The amount of fresh fruit that has been consumed this summer has been over the top. I say that it's like a bad thing and it's technically not (hello, vitamin A+C!) but considering how much I'm able to consume in one sitting is…alarming. Strawberries, watermelons, cantaloupes, blueberries, and now peaches. Fruit monster<------me.

When strawberries were in season a couple months ago, I decided to take a jab in jam making because it's one of those incredibly easy things to make that buying it at the grocery store almost seems shameful. It also made me realize how sweet store bought jam is compared to what you can make at home. Not a good thing.


I've mentioned before that chia seeds take on a gelatinous texture when immersed in liquid and the great thing about chia seeds in this recipe is that it will inflate when mixed in with the jam so it substitutes the sugar component by acting as the thickening property.

Oh chia seeds, you and your cool properties.

My breakfast as of late has been spreading my beloved almond butter on top of toast/english muffin and then adding my chia jam on top. Ugh, so good.

Even though strawberries aren't in season anymore, I encourage you to utilize whatever fruit is in season right now (peaches!) and go to town with it.
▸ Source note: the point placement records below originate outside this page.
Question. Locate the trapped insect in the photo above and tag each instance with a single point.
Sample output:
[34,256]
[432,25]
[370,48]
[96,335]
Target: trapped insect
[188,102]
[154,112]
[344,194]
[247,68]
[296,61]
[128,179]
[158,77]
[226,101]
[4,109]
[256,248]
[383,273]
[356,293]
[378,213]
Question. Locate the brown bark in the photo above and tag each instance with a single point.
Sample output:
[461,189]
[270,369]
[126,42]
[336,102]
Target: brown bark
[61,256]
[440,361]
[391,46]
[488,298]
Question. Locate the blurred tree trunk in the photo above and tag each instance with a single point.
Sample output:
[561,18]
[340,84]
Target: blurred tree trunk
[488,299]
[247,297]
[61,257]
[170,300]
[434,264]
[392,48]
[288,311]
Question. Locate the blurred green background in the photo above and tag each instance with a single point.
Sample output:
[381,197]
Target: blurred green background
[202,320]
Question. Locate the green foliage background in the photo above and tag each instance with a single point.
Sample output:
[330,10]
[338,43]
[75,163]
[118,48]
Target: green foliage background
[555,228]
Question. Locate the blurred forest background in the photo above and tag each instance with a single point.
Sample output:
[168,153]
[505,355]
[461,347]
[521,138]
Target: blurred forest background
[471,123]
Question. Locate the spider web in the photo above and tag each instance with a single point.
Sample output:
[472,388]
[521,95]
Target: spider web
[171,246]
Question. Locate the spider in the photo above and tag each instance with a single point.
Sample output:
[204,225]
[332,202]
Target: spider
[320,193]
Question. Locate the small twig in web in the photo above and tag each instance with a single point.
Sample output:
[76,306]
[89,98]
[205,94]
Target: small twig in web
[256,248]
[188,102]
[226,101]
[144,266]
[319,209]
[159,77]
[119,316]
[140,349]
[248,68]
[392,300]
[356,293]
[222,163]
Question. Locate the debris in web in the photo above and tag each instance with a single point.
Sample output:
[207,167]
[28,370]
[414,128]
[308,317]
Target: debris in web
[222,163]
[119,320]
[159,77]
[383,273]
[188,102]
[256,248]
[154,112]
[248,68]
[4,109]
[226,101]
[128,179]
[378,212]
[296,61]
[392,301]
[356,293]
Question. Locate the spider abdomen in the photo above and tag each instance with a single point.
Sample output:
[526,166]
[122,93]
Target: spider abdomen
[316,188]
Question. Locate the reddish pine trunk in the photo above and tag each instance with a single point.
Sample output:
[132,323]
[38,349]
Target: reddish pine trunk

Have a great holiday weekend. Xo.


Ingredients (Adapted from www.thekitchn.com) Yields 6-8
2 cup strawberries 
Half a lemon, juiced
1 to 2 tablespoons honey
2 tablespoons chia seeds


Procedure
1. In a small saucepan over medium heat, combine the strawberries and lemon juice. As the fruit heats up and the juices bubble and boil, smash the fruit using the back of a fork until they break down. This should take 3 to 5 minutes.
2. Sweeten the mashed fruit with 1 to 2 tablespoons of honey, to your liking. Add the chia seeds and stir once. Remove from the heat and let the jam set for about 5 minutes to thicken. Cool and transfer to an air tight container and refrigerate. (Makes about 1 cup of jam)
This jam will keep for 2 weeks in the fridge.